On 20th & 21st March, Maitri organized its third annual national conference. Around 40 speakers shared their views on Many Voices, One Movement : Ending Sexual Violence in India. Eminent speakers like Mr. KPS Gill, Mrs. Kamla Bhasin, Mrs. Shamina Shafiq shared their views & experiences on which were quite guiding & insightful.

Speakers shared vivid case studies and statistics. They told the audience that sexual violence affects as many as 27.5 million women in India, though only one per cent of the victims report the crime to police. Rape incidents in India are receiving extensive media coverage in the aftermath of the December 16, 2012 gang rape and murder case and the recent gang rape of a young woman on the order of the village panchayat. Low reporting of sexual violence might in part be because marital rape is not a crime in India. Most sexual violence in India occurs in marriage with 10 per cent of married women reporting sexual violence from husbands

Rashtriya Swasthya Bima Yojana (RSBY) Card distribution to Rickshaw Pullers in Ranchi, 7th March 2014

On 7 March 2014 RSBY smart cards were distributed to 21 Rickshaw Pullers in Ranchi. This was the first programme launch where Rickshaw Pullers were given the RSBY smart card through the intervention of Maitri India in Ranchi, Jharkhand. Maitri India sensitised, educated and mobilised 21 Rickshaw pullers and brought them to the Labour Department today for distribution of smart cards.

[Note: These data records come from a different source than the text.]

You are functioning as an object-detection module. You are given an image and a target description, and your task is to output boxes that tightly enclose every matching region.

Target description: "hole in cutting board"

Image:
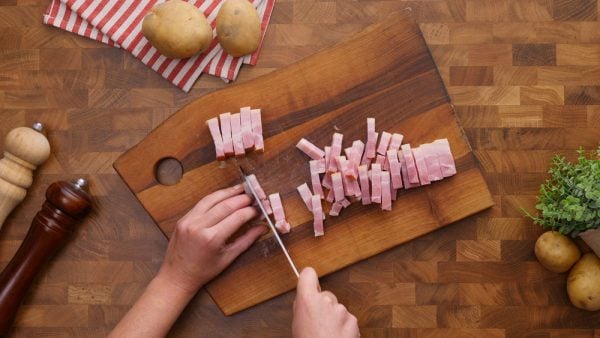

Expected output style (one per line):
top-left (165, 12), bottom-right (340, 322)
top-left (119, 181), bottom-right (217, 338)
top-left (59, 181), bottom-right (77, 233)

top-left (154, 157), bottom-right (183, 185)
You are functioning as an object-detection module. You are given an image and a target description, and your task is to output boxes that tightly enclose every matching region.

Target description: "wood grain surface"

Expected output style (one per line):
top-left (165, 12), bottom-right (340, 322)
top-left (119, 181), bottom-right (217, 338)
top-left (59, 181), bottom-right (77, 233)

top-left (0, 0), bottom-right (600, 337)
top-left (115, 11), bottom-right (494, 315)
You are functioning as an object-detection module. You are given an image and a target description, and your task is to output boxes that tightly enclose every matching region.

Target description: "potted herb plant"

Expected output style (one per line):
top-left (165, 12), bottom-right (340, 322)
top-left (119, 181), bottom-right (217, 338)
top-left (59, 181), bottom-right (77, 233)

top-left (525, 147), bottom-right (600, 256)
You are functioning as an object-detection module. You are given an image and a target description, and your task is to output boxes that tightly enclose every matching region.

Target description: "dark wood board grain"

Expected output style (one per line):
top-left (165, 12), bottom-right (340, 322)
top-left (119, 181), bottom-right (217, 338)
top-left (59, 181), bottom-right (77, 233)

top-left (115, 13), bottom-right (493, 314)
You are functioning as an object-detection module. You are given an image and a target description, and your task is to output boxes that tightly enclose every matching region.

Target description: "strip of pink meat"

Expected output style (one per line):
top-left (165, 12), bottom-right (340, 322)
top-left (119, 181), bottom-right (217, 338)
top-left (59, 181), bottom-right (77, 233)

top-left (327, 133), bottom-right (344, 172)
top-left (377, 131), bottom-right (392, 155)
top-left (412, 147), bottom-right (431, 185)
top-left (331, 172), bottom-right (345, 202)
top-left (433, 138), bottom-right (456, 177)
top-left (206, 117), bottom-right (225, 161)
top-left (311, 195), bottom-right (325, 237)
top-left (387, 149), bottom-right (402, 189)
top-left (358, 165), bottom-right (371, 205)
top-left (361, 117), bottom-right (378, 159)
top-left (309, 160), bottom-right (325, 198)
top-left (371, 163), bottom-right (381, 203)
top-left (296, 183), bottom-right (312, 211)
top-left (250, 109), bottom-right (265, 151)
top-left (269, 193), bottom-right (291, 234)
top-left (231, 113), bottom-right (246, 157)
top-left (388, 133), bottom-right (404, 151)
top-left (401, 144), bottom-right (419, 184)
top-left (296, 138), bottom-right (325, 160)
top-left (398, 150), bottom-right (419, 189)
top-left (240, 107), bottom-right (254, 149)
top-left (381, 171), bottom-right (392, 211)
top-left (219, 113), bottom-right (234, 156)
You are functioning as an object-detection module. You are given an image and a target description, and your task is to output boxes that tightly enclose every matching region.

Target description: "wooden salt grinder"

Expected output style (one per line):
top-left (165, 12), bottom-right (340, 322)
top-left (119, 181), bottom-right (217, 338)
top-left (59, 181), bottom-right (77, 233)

top-left (0, 123), bottom-right (50, 228)
top-left (0, 178), bottom-right (92, 336)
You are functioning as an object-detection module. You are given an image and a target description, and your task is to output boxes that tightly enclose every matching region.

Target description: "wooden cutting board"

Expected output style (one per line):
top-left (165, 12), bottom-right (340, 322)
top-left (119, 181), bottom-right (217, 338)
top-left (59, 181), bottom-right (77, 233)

top-left (115, 13), bottom-right (493, 315)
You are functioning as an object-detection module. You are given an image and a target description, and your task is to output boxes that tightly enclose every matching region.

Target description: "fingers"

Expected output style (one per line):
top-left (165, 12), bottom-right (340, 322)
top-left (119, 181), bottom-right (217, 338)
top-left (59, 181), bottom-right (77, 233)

top-left (191, 184), bottom-right (244, 214)
top-left (227, 225), bottom-right (267, 261)
top-left (297, 267), bottom-right (321, 294)
top-left (212, 207), bottom-right (258, 243)
top-left (204, 194), bottom-right (252, 227)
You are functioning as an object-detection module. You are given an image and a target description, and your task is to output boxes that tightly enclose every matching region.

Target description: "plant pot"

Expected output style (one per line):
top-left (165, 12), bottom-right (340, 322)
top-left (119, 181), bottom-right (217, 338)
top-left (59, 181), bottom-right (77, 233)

Sports for All, 2nd February 2014

On February 2, 2014, Maitri brought 25 students from the Children’s Tutorial Centre to attend the “Sports For All” picnic event held by the Magic Bus India Foundation. The event was held in collaboration with Modern School and was meant to bring children from the slums and children from privileged backgrounds together on a level playing field. The event lasted from 9am until 1pm. The children played various sports including basketball, football, and tennis. They were also taught proper stretches and the right ways to kick a football. The kids were engaged the whole day and had a great time. Magic Bus expressed that they would like to increase the frequency of the events to once a month.